We probably all know reasons for keeping a score in front of us—it boosts confidence, ensures against “getting lost” or having memory lapses, provides reminders of expressive marks, key changes, and other technical information. What case can be made for leaving that trusted score in the guitar case? Playing without a score encourages flexibility, enjoyment, the ability to improvise/adapt to other players. This is what can be called “playing from the heart.”

Matt quoted some interesting science regarding how memory is made and altered: According to Daniel Coyle in The Talent Code, the myelin wrapping of our nerve cell connections strengthen as we repeat actions and encourages us to do things in the same way again and again. (this figures strongly in why a mistake learned on the first reading is so hard to fix, also why multiple sclerosis, a disease of demyelization, is such a tragedy) When we unlearn a mistake, what we actually have to do is create a new memory path. We never really get rid of the old one; we just take a detour away from it.
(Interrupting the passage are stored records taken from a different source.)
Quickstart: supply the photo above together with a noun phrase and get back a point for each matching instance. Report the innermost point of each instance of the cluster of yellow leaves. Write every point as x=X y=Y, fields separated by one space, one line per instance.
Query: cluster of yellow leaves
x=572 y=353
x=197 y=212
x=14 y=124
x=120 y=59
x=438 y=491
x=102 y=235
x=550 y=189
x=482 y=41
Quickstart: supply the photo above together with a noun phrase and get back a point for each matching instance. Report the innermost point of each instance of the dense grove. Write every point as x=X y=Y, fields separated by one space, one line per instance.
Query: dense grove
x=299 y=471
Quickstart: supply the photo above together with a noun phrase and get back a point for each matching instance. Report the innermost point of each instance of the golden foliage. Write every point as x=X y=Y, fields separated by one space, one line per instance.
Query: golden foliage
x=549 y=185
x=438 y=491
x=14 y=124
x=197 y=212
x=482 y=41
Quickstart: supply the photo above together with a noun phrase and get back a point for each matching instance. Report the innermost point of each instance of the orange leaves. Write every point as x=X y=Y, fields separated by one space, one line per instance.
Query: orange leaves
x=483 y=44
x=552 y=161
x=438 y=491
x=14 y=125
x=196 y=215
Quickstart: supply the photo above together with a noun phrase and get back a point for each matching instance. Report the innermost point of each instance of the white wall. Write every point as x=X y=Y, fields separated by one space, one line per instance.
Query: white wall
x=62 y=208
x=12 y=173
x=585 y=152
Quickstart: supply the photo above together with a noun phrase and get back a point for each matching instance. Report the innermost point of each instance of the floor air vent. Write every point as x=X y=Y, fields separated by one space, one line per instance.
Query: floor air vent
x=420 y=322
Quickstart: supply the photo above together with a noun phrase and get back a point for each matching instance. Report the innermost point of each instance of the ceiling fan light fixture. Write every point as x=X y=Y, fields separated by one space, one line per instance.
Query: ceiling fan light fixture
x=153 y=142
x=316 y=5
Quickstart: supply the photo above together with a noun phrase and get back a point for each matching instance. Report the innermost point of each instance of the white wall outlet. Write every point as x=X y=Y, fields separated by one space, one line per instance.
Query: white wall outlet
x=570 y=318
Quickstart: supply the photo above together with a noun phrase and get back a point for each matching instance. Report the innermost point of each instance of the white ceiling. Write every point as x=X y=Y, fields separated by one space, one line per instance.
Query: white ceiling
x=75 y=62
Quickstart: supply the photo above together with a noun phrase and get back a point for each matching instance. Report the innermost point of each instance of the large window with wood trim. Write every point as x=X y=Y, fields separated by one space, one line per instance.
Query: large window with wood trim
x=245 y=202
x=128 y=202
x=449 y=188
Matt shared some memory information, such as the fact that the brain responds to novelty, as well as processes like conducting and singing or moving to the music coupled with study and analysis of the same music. There were additional tips on memorizing musical units rather than measures and memorizing several starting points to avoid that usual hazard of knowing the beginning and faltering with the end. These with other suggestions plus a list of the literature resources going into this evening’s talk were included in a handout which he passed around.

Matt made numerous apologies for not taking a lot of time to play during this presentation, alluding to duties that have intruded on his practice time, but an immaculate tone was notable in those instances when he did demonstrate on the guitar. He has promised to come back again and play for us on his Robert Ruck guitar.